The opposition Labour Party also slammed the decision, saying it would hurt the UK’s automotive industry and jeopardize thousands of jobs.
“By pushing back the date for ending sales of new petrol and diesel cars, the government is sending a signal to manufacturers that they can slow down their efforts to produce cleaner vehicles,” said Ed Miliband, Labour’s shadow business secretary. “This is bad for our economy, bad for our environment, and bad for our global reputation.”
The UK was among the first major economies to announce a ban on new petrol and diesel cars as part of its plan to reach net-zero carbon emissions by 2050. The original deadline of 2030 was seen as one of the most ambitious in the world, putting pressure on other countries to follow suit.
However, some industry groups and motoring organizations have warned that the 2030 target was too challenging and unrealistic, given the low uptake of electric vehicles and the lack of adequate infrastructure and affordability.

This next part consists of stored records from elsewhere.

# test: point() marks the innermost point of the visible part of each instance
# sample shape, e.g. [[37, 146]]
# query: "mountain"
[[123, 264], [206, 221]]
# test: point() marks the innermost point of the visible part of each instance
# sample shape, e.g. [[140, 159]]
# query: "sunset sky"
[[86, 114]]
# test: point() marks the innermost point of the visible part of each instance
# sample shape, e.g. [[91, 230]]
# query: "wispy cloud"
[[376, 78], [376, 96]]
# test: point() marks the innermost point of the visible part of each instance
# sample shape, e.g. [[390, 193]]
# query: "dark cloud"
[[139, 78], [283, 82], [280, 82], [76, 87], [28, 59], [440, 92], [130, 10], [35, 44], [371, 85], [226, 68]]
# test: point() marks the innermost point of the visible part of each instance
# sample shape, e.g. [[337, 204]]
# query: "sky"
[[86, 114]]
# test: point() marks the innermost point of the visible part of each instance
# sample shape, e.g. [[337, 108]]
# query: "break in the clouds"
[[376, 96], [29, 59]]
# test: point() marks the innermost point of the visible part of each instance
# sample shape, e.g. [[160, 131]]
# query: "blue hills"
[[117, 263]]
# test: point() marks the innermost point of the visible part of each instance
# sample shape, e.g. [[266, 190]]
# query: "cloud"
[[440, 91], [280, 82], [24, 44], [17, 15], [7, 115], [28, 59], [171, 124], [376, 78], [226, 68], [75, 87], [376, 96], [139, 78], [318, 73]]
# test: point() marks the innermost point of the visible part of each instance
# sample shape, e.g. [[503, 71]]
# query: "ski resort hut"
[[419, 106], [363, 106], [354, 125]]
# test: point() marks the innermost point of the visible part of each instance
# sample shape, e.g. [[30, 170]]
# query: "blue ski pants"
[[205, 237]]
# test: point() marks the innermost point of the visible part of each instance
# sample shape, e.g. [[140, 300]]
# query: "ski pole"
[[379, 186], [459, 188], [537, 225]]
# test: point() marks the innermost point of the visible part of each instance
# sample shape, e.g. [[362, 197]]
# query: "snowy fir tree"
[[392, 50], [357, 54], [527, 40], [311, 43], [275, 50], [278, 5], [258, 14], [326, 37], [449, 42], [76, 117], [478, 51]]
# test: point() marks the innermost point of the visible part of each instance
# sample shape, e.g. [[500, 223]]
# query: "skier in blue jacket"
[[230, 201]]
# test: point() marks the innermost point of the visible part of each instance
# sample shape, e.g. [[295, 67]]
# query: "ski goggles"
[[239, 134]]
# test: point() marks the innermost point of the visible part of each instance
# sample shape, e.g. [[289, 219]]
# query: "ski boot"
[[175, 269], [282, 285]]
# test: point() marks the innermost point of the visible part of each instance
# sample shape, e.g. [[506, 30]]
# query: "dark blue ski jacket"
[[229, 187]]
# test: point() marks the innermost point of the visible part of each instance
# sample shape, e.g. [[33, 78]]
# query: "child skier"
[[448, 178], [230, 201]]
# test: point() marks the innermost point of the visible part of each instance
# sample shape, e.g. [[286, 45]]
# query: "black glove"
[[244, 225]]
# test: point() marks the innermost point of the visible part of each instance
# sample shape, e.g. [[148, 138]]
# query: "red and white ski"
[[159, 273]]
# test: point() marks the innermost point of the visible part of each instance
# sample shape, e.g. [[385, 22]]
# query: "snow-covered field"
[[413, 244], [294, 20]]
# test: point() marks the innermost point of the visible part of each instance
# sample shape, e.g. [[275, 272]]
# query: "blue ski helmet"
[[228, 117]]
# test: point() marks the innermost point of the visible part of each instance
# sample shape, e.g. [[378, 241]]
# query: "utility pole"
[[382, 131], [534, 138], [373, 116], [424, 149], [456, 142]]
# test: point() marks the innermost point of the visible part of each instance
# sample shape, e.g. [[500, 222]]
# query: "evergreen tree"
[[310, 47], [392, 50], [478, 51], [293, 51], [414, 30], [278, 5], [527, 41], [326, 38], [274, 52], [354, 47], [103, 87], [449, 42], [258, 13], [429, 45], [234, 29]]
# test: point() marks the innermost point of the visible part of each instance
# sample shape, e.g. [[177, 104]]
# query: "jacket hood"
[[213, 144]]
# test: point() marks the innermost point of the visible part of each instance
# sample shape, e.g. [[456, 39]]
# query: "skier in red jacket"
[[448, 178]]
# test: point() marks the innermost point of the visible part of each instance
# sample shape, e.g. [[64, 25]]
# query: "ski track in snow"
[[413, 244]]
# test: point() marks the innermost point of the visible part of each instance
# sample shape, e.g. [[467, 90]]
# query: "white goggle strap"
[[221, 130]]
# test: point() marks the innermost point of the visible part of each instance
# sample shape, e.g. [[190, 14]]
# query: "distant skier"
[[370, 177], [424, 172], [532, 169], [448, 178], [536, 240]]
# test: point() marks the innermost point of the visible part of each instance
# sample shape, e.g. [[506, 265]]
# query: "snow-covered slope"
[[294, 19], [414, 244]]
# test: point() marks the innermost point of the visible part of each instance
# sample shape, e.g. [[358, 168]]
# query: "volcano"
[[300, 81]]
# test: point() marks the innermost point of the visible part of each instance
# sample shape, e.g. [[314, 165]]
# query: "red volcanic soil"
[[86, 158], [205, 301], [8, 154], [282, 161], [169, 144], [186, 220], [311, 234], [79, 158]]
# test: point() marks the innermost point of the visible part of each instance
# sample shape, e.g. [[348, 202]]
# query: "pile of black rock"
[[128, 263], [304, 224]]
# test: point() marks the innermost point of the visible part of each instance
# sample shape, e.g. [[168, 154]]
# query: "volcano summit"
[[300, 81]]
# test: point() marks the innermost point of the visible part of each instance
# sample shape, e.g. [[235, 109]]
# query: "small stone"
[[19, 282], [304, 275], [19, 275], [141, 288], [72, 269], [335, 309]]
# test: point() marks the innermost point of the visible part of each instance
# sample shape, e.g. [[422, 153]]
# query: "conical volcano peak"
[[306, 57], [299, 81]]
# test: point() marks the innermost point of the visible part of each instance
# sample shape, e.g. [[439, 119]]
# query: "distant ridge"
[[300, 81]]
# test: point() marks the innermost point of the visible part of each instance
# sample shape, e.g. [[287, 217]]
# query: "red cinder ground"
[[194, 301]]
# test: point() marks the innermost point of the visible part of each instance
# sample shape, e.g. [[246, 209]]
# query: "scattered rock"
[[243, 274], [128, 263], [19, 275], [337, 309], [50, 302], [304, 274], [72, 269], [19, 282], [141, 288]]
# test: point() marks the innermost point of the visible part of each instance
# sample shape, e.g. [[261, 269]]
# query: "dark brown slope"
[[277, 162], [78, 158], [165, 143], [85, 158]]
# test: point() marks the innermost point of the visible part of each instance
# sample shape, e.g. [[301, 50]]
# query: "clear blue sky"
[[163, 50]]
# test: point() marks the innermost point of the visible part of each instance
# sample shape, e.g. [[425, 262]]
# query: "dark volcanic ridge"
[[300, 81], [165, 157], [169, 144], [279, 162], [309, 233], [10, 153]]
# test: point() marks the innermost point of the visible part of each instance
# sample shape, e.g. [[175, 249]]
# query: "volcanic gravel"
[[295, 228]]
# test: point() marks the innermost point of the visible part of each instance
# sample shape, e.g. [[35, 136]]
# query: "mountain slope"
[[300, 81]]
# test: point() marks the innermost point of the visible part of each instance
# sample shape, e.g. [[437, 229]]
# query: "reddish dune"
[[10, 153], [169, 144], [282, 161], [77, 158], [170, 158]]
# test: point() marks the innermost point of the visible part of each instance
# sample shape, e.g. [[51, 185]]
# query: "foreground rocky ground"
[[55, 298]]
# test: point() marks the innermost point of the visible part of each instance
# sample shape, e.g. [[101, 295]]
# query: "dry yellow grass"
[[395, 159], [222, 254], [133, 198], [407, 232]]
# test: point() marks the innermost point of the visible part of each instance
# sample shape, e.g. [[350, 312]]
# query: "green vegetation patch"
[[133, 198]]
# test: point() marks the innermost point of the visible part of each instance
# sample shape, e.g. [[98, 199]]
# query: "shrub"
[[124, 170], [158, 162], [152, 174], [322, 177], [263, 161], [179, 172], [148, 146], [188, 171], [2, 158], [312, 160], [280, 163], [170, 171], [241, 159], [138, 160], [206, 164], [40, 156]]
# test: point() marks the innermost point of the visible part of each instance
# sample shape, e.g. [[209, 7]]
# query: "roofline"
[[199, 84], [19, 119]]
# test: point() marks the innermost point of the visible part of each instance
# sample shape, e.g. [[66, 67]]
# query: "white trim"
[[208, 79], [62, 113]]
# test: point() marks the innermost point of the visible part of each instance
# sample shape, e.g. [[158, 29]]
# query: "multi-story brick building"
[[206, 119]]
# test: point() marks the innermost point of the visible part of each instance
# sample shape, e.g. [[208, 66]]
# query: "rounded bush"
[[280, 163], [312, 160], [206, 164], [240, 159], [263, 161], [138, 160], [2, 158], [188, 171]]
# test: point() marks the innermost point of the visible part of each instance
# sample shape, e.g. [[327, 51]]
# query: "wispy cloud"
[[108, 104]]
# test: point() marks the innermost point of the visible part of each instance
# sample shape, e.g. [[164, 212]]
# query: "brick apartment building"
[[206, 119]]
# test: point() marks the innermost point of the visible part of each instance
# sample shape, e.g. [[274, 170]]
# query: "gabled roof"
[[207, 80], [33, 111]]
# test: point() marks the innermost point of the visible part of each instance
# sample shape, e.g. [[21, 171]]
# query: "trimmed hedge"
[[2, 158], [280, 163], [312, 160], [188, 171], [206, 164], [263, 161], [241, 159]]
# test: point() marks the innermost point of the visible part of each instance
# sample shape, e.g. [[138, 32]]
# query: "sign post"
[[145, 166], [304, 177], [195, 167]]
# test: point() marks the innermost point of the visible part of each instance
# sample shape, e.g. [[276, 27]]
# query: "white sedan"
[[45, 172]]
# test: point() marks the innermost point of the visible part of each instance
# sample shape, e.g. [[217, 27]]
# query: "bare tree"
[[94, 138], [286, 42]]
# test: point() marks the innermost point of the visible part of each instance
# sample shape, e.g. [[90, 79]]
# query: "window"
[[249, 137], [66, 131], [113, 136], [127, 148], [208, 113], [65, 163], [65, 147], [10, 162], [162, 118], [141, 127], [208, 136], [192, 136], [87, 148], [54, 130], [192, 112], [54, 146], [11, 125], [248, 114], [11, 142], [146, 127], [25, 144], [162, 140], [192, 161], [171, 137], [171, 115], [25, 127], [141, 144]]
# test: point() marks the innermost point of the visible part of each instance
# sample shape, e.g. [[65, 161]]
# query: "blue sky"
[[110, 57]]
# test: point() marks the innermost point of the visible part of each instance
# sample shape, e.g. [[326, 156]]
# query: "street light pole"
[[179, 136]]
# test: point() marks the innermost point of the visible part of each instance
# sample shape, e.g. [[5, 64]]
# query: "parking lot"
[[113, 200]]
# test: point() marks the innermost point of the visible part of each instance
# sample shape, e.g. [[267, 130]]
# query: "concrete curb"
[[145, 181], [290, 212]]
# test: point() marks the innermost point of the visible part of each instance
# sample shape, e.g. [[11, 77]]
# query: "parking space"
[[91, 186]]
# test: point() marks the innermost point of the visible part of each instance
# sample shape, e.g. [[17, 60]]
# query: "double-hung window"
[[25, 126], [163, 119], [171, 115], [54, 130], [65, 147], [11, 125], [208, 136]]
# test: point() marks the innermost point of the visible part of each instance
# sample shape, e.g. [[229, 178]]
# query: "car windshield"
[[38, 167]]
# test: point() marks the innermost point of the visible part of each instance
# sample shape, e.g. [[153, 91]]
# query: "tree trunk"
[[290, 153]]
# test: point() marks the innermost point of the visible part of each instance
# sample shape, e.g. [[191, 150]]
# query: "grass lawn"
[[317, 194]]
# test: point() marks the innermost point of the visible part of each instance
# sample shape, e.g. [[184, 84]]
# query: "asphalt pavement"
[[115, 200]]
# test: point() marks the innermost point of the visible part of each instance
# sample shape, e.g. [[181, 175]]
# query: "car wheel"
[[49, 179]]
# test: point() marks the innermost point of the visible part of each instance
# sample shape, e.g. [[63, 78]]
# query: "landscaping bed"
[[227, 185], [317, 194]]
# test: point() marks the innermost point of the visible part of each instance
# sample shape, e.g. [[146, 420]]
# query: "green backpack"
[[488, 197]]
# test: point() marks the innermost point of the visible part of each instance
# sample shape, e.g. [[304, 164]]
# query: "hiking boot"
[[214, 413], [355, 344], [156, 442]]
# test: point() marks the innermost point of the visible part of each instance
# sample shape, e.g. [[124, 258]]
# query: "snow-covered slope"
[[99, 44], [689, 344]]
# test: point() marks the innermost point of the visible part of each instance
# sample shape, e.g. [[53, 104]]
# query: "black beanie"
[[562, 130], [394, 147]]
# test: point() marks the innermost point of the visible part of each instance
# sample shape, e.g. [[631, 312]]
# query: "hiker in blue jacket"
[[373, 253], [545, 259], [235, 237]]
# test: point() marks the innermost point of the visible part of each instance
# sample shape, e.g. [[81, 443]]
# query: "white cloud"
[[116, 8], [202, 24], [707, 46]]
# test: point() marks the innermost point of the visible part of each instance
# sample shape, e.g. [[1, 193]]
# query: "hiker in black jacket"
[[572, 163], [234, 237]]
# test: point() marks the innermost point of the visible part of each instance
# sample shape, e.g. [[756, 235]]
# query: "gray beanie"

According to the latest figures from the Society of Motor Manufacturers and Traders (SMMT), electric vehicles accounted for only 10.7% of new car registrations in the UK in August, while petrol and diesel vehicles made up 73.1%.
The SMMT welcomed the government’s decision to postpone the ban, saying it would provide more time for consumers and businesses to adapt to the transition.
“We have always said that we share the government’s ambition to decarbonize road transport as quickly as possible,” said Mike Hawes, SMMT chief executive. “But this must be done in a way that protects consumer choice, supports economic growth, and safeguards jobs across the UK.”
He also urged the government to ensure that there is sufficient investment in charging infrastructure, incentives, and skills to make electric vehicles accessible and affordable for all.
The government said it remains committed to its net-zero goal and its green agenda, which includes phasing out coal power by 2024, quadrupling offshore wind capacity by 2030, and developing low-carbon hydrogen and nuclear energy.
It also said it would consult with stakeholders on the details of the new deadline for petrol and diesel cars, including what types of hybrid vehicles would be allowed until 2035.
Transport Secretary Grant Shapps said the UK was still leading the way in tackling climate change and supporting green transport.
“We are not taking our foot off the pedal – we are accelerating towards a greener future,” he said. “By extending our target for ending new petrol and diesel car sales by five years, we are giving people more time to make the switch while investing in world-class infrastructure and innovation.”